Did you know that October is Women’s History Month? Did you know that the 2006 edition was dedicated to the achievements of Canada’s First Nation women? Well, don’t feel bad if you didn’t, because while the federal government decreed this month be dedicated to women’s history back in 1992 through Status of Women Canada, it has never been adequately publicized.
This should not come as a big surprise; women have traditionally been dropped from the history books in just about every culture. Though they bore the children, cooked, cleaned, set up camp, washed, rinsed and repeated, and even though their many contributions have been just as important as those of men, their history has often played second fiddle. Now, through this month-long celebration, the whole country has the opportunity to look at what women have contributed to our communities and Canada’s history.
At a time when the government is cutting back on programs for both women’s groups and aboriginals, there has never been a more important time to honour the achievements of women and First Nations women in particular. In this light, the Nation is spotlighting a group of exceptional women who have not only inspired their communities but have given from their hearts for the good of their people. From those who walked with God to spread his teachings to those who fought to get their rights back to those who dabbled in political waters and became the first women in politics for their communities, the Nation salutes you! Over the next two editions we will be highlighting the accomplishments of some well-known and lesser-known ladies who have contributed from their hearts and souls to make the North stronger.
Annie Whiskeychan
The instruction of Cree language in schools has come a long way but it would never, ever be where it is now without the contributions of interpreter and Cree language promoter Annie Whiskeychan.
Annie was born in Lake Grasset or Apishigameesh, just west of Matagami, in 1937 to Malcolm and Hilda Diamond. The oldest daughter of eight children, she fondly remembers her early childhood days of spending time with her family on their hunting territory.
She was sent to Bishop Horden Memorial Residential School in Moose Factory, where she attended school for four years until she contracted tuberculosis and spent the following two years in hospital. It was during her time in Moose Factory that she taught herself Cree so that she could correspond with her grandmother, a move that at the time was at the time considered remarkable as usage of all native languages in residential school was strongly – and often violently – discouraged.

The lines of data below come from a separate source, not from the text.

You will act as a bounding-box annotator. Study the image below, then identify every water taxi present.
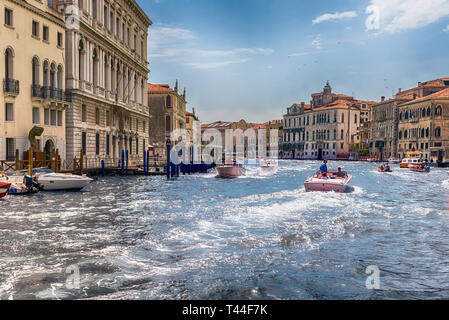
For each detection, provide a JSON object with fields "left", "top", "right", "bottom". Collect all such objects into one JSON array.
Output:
[
  {"left": 400, "top": 152, "right": 423, "bottom": 169},
  {"left": 304, "top": 170, "right": 352, "bottom": 193},
  {"left": 215, "top": 163, "right": 246, "bottom": 179}
]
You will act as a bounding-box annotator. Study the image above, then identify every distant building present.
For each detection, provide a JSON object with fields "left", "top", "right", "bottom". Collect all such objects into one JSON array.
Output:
[
  {"left": 370, "top": 78, "right": 449, "bottom": 159},
  {"left": 201, "top": 119, "right": 266, "bottom": 161},
  {"left": 398, "top": 88, "right": 449, "bottom": 161},
  {"left": 282, "top": 82, "right": 372, "bottom": 159},
  {"left": 0, "top": 0, "right": 69, "bottom": 161},
  {"left": 148, "top": 80, "right": 187, "bottom": 156},
  {"left": 265, "top": 120, "right": 284, "bottom": 157}
]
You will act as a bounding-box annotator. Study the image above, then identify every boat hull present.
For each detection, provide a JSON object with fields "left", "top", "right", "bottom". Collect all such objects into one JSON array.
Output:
[
  {"left": 216, "top": 166, "right": 246, "bottom": 179},
  {"left": 0, "top": 182, "right": 11, "bottom": 198},
  {"left": 38, "top": 174, "right": 93, "bottom": 191},
  {"left": 304, "top": 175, "right": 352, "bottom": 193}
]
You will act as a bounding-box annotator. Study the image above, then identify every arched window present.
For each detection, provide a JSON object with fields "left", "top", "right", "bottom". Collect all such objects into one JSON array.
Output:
[
  {"left": 50, "top": 62, "right": 56, "bottom": 88},
  {"left": 92, "top": 49, "right": 98, "bottom": 87},
  {"left": 78, "top": 40, "right": 84, "bottom": 81},
  {"left": 56, "top": 65, "right": 63, "bottom": 90},
  {"left": 43, "top": 60, "right": 50, "bottom": 87},
  {"left": 31, "top": 57, "right": 40, "bottom": 86},
  {"left": 5, "top": 48, "right": 14, "bottom": 79},
  {"left": 165, "top": 95, "right": 171, "bottom": 107}
]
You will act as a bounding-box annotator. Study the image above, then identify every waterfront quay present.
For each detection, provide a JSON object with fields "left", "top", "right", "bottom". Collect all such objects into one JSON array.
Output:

It was these formative years that shaped Whiskeychan and laid the groundwork for her adult life as a language activist. She was not, however, immune to the homesickness, loneliness and alienation derived from being away from her family and siblings, something she nonetheless never complained of.
Once out of Moose Factory, Annie returned to her homeland and reconnected with her culture and kin. She learned the skills needed to live off of the land and eventually married Jimmy Whiskeychan in 1956. Together they had 10 children and as a family spent much of their time in the bush, only returning to Waskaganish when they could afford it, usually around the holiday season.
By the 1960s, Whiskeychan was applying her finely tuned language skills for the benefit of her community – translating, interpreting and writing correspondence for the chiefs of Waskaganish, particularly when visits from Indian Affairs would occur. She used her knowledge of English and Cree to translate the documents between the band and the government so that she could keep the community and its elders abreast of goings on.
In 1972 Annie graduated from l’Université du Québec à Chicoutimi with a certificate in an Education program and found herself working for the Cree Way Project, an initiative to develop curriculum materials for Cree schools set up by John Murdoch and Annie’s sister Gerti. This was the first major step for Cree language and the introduction of Cree culture in the school systems, where sadly it had never been seen before.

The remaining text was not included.